Oggi, a quanto si dice, è rimasto solo Messina Denaro a dirigere la mafia. Ma è vero?
«Matteo Messina Denaro ha tutte le caratteristiche del capomafia di rilievo. Ha tradizioni familiari, conoscenze di alto livello, curriculum criminale di assoluto rispetto, avendo partecipato in prima persona alla campagna stragista del ’93 a Roma, Firenze e Milano».

Insomma è il degno erede di Riina. Anche lui fa precedere gli interessi di Cosa nostra a quelli privati?
«Non è una persona trascurabile. Bisogna conoscere i nemici per stanarli. Certo Messina Denaro ha la forza che gli deriva dalla conoscenza dei segreti più reconditi di quelle stragi».

Ma come è possibile che sia latitante da tanti anni?
«In effetti è scandaloso che da 25 anni si protragga la sua latitanza. Spero solo che questo lungo buco nero non sia frutto di ricatti e condizionamenti che Messina Denaro può essere in grado di esercitare nei confronti di ambienti deviati dello Stato».

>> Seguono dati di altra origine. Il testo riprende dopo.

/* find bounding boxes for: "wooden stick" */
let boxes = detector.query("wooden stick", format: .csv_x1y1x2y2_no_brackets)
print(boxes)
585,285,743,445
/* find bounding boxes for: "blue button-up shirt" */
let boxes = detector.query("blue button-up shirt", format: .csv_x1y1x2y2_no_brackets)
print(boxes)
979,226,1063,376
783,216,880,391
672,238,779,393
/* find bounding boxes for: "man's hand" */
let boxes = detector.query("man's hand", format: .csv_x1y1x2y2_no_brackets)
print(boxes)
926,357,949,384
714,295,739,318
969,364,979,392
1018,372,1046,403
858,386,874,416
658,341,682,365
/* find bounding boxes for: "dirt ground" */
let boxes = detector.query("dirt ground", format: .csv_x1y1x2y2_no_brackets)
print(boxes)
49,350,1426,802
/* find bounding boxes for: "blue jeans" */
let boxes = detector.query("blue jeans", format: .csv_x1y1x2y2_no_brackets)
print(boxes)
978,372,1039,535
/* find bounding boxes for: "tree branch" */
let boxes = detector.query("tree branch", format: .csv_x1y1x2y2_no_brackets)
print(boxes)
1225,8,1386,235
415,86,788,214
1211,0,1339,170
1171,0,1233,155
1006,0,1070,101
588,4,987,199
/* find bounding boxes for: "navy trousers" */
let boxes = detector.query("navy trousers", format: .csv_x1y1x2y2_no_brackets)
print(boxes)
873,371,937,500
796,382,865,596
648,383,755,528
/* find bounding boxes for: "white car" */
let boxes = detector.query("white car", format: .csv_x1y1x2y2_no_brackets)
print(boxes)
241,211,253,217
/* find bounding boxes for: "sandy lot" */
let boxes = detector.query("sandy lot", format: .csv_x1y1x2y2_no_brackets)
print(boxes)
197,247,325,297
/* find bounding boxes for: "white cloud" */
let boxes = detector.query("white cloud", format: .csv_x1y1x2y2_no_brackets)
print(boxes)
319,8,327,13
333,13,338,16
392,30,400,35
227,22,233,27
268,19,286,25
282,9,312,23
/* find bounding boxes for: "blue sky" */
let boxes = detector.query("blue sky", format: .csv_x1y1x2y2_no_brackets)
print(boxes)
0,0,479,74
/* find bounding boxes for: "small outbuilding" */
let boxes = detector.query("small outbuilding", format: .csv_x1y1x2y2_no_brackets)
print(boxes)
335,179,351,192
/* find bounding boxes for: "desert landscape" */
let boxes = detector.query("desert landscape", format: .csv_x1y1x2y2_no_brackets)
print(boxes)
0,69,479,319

Possiamo dire che la tratta degli esseri umani, la grande industria della vendita dei rifiuti, il mercato della droga siano ancora in mano alla mafia?
«Anche se la mafia oggi non spara, la sua pericolosità è intatta. È riuscita infatti a conquistare ampi spazi nell’economia apparentemente legale sfruttando perfino rilevanti flussi di finanziamento pubblico anche europeo».